O executivo confronta-se com a Lei Fundamental muito simplesmente porque esta limita a sua ambição de poder discricionário e porque precisa de um bode expiatório para a sua incompetência. Mesmo quando, na realidade, os temas em litígio têm a ver com princípios basilares e tão abrangentes como o da igualdade e o da proporcionalidade.

Como muito bem diz o presidente do Tribunal Constitucional que, aliás, tem sido de grande, diria mesmo, excessiva tolerância nos seus acórdãos, é alei ordinária que tem de conformar à Constituição e não o contrário. Toda a gente minimamente informada conhece esta verdade elementar do direito, mas o governo e os partidos da maioria pretendem o contrário. E, como na década de 80, foi patético ouvir, primeiro a chantagem mesquinha, depois e porque aquela não resultou, o coro concertado transferindo para o Tribunal responsabilidades que são suas e o apelo a que se adapte a Constituição às pretensões do governo que, por sua vez, é porta-voz da troika.

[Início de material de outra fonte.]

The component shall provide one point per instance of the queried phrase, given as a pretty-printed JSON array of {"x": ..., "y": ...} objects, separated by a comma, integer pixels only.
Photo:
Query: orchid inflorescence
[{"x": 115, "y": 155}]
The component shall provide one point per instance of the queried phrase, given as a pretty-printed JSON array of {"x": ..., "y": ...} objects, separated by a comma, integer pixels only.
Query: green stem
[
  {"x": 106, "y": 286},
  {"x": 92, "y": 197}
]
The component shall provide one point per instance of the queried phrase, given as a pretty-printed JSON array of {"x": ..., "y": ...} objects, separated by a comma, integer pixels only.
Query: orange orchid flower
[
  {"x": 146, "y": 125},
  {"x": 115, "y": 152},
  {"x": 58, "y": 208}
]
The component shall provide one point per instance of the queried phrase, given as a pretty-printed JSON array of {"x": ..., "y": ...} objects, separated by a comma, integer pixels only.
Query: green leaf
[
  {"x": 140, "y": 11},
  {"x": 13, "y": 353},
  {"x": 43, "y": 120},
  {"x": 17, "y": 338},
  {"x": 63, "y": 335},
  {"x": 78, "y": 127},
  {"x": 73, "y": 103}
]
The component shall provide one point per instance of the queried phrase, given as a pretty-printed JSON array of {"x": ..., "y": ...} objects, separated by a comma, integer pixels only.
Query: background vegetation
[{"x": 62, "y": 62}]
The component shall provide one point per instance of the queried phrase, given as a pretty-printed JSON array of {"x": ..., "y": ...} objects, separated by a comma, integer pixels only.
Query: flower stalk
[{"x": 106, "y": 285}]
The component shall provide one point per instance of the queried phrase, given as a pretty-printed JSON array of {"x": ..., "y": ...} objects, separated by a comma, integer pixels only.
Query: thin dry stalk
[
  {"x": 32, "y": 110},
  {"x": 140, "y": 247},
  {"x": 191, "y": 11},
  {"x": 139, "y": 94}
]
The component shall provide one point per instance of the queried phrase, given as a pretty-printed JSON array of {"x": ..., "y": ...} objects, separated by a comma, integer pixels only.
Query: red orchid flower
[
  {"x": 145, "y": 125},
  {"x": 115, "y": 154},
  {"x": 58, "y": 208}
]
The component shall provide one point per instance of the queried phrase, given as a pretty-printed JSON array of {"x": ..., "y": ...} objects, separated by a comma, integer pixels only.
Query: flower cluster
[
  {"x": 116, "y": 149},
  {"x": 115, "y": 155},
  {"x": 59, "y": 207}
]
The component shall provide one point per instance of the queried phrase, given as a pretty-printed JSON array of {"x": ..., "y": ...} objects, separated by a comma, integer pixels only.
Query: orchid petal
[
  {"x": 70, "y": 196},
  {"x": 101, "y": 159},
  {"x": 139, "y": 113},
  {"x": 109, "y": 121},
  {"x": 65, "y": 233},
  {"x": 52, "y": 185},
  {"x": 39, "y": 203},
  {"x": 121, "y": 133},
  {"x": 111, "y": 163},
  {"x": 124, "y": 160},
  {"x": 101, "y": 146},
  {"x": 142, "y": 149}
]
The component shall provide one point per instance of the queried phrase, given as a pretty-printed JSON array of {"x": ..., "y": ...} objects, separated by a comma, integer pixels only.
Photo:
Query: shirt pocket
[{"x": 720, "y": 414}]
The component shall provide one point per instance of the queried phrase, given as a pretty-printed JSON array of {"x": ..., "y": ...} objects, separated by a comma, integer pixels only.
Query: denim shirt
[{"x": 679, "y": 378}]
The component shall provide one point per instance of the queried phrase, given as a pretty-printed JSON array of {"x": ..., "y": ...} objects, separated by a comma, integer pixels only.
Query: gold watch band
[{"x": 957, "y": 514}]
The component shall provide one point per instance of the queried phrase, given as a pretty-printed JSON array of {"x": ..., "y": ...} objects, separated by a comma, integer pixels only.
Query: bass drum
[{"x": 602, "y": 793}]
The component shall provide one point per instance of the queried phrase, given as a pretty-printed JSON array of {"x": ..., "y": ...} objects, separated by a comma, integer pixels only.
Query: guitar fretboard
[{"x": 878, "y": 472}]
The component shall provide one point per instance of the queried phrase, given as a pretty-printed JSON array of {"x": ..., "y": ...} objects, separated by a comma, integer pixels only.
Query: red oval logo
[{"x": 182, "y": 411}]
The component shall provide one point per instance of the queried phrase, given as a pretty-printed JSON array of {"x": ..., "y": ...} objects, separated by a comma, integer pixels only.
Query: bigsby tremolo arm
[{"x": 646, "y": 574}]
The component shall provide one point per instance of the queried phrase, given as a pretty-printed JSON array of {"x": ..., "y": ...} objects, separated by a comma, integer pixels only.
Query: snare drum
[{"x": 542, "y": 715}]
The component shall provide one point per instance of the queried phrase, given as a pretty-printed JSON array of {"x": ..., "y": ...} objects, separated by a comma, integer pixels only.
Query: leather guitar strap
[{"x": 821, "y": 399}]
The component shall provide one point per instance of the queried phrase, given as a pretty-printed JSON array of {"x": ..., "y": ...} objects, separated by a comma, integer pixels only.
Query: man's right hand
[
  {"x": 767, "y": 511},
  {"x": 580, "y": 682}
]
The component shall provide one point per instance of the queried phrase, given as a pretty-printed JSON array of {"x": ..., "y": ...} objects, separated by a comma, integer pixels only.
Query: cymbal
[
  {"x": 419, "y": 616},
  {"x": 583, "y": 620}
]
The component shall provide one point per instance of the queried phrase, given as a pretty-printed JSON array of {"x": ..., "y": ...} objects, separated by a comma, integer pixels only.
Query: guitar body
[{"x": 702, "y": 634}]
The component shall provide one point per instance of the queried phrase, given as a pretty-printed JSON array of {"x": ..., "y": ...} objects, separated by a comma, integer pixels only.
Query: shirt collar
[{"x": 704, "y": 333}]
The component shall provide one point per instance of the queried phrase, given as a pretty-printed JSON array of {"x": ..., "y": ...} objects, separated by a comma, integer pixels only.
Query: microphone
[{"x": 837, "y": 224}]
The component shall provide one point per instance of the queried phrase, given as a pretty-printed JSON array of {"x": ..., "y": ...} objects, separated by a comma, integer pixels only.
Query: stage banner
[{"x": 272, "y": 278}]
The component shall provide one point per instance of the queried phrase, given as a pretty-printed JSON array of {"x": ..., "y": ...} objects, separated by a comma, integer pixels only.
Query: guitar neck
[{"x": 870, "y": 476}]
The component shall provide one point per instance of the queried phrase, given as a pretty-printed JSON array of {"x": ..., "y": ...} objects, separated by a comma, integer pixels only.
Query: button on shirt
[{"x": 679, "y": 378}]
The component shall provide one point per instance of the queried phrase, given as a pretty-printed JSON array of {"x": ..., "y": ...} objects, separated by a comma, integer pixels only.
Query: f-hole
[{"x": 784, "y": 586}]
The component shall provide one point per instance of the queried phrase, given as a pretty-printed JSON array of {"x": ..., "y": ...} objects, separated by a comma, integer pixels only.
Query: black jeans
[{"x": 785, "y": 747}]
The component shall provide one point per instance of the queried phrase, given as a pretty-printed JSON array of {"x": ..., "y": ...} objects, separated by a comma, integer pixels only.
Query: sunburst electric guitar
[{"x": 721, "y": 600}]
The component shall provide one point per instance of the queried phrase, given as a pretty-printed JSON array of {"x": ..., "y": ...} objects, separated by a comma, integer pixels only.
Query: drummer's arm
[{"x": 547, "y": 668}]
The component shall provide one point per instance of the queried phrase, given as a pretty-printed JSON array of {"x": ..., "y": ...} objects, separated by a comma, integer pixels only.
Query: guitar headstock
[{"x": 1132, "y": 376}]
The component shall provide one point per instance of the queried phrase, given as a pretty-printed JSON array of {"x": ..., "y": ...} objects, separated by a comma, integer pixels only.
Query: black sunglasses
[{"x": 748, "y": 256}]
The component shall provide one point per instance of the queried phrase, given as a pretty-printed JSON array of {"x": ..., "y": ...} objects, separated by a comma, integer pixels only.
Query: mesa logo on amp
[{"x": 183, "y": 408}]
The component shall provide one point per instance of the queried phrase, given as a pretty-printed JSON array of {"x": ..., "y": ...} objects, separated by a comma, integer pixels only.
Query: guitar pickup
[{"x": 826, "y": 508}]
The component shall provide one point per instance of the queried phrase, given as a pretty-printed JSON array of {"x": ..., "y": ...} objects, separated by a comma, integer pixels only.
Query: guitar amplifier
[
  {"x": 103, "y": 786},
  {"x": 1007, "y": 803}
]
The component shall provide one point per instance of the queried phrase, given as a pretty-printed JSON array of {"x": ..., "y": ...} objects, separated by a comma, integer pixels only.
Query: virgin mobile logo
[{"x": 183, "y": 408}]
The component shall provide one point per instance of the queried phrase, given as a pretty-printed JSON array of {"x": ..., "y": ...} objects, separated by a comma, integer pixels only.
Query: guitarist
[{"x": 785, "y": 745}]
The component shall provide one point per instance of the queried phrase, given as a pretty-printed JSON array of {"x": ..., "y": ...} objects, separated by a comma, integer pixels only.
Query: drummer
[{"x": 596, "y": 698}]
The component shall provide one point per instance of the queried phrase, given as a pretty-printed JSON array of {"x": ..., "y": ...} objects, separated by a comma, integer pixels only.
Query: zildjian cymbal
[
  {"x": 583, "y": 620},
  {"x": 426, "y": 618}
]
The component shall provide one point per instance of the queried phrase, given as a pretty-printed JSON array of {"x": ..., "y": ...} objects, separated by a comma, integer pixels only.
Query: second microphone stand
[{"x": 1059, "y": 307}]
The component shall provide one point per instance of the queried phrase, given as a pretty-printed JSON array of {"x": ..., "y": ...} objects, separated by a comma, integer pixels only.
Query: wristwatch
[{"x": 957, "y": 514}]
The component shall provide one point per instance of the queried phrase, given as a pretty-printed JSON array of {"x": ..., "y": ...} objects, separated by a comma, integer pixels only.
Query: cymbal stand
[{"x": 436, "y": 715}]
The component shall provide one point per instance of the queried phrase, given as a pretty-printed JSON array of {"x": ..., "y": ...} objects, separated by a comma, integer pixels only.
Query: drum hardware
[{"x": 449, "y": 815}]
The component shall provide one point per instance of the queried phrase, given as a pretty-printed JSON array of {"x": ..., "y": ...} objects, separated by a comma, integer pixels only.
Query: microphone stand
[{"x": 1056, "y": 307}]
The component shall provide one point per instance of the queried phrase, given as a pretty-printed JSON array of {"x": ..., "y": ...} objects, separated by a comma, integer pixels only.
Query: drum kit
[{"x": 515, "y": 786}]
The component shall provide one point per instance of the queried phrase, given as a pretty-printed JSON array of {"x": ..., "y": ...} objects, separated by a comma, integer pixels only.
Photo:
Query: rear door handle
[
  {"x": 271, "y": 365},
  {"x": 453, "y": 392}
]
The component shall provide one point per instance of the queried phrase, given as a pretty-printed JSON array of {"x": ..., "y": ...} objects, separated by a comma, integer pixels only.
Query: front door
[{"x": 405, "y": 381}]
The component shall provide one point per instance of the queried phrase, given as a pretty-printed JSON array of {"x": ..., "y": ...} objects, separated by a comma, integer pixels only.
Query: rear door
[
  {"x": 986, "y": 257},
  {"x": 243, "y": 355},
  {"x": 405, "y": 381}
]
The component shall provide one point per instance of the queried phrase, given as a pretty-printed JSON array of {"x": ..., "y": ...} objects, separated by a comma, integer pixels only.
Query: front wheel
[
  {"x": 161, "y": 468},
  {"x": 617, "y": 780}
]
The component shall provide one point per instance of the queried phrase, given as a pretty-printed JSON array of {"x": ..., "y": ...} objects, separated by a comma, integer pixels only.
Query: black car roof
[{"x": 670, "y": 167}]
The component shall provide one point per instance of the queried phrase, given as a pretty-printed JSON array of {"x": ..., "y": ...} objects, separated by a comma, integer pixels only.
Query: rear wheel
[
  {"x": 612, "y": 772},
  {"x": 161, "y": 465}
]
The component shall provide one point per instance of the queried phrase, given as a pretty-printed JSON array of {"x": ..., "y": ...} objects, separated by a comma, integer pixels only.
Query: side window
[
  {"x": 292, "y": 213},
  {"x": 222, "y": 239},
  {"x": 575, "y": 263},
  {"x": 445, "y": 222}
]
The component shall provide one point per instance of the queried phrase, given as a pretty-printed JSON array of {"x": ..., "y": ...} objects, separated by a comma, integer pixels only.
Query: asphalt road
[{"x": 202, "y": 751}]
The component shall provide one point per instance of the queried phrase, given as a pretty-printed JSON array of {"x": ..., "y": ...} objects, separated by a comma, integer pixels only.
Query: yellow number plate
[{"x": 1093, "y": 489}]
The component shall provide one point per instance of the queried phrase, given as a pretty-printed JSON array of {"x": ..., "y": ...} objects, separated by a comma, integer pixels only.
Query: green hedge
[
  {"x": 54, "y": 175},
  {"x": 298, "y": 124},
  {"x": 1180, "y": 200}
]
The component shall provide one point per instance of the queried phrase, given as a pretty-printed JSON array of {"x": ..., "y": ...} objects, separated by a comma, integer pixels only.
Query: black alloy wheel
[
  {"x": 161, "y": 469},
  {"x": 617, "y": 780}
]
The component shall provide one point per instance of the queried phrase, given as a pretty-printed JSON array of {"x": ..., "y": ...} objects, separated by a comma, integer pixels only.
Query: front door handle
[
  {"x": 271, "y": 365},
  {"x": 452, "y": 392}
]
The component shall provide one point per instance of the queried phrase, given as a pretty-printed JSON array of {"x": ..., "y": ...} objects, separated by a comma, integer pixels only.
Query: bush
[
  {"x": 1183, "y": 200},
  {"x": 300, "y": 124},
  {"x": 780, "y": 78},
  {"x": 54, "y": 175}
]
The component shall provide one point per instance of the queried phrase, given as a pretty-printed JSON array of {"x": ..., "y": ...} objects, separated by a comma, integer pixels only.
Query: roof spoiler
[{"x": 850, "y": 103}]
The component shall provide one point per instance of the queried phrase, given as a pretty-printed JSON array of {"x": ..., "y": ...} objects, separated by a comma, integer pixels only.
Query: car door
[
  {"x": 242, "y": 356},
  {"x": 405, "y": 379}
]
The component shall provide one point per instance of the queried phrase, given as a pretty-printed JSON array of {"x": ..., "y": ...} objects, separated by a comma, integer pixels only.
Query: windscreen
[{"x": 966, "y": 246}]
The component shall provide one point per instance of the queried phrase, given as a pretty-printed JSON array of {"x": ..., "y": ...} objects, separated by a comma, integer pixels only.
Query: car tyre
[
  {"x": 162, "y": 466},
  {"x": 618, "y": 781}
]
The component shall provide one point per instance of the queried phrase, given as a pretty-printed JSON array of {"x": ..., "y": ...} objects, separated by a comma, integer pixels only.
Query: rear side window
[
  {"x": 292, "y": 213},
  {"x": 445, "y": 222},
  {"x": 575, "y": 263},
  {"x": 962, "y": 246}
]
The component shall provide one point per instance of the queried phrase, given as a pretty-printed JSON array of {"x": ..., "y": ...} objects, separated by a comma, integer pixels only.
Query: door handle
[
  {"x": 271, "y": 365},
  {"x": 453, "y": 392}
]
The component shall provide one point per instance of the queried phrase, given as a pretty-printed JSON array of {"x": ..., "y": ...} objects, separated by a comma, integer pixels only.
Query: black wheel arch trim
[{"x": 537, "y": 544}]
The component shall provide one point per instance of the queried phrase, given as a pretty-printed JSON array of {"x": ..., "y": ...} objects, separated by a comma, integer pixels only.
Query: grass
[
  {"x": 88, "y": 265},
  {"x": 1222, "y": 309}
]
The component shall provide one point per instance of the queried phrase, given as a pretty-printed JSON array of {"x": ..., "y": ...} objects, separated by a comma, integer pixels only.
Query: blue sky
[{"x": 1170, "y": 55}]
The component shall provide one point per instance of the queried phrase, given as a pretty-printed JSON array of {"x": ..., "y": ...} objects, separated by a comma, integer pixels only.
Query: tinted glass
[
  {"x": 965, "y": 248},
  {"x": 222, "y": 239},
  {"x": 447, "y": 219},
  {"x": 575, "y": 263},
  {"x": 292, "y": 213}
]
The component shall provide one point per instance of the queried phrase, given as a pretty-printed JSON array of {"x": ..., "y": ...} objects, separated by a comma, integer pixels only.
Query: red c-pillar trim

Há regras em democracia. Regras definidas livremente por delegação popular e que condicionam a prática do poder. Para a direita democracia é ser eleito e fazer-se o que se quer, sem peias. Contra as regras, contra os seus próprios programas, contra os compromissos que assumiu. Este governo teve legitimidade genética, porque foi expressão de voto maioritário em eleições livres. Mas rapidamente acumulou ilegitimidade funcional, isto é, a que resulta da função que cumpre. E a legitimidade do poder é produto da sua dupla legitimidade, genética e funcional, sendo que a nulidade de uma anula o produtofinal (George Burdeau, O Estado, PEA, p. 195).

Este executivo que já não governa está ferido na sua legitimidade e os portugueses sentem isso. É uma situação extremamente delicada porque pode ser ante-câmara de aventuras perigosas. E que dificilmente serão regeneradoras. Porque há um real vazio de poder, um executivo que não governa, umparlamento que não fiscaliza, uma oposição que não convence, um presidente desacreditado e que não transmite confiança. O discurso da direita, revanchista, chantagista, começa a ser uma ameaça e não parece que a União Europeia ainda permaneça uma garantia contra remendos anti-democráticos. Pelo contrário, mostra estar a tornar-se,ela própria, geradora de desvios e violações de princípios estruturantes da democracia, admitindo e fomentando o recurso a medidas excepcionais. Começam sempre pela democracia económica, depois pela democracia social. As outras componentes poderão vir depois… por necessidade.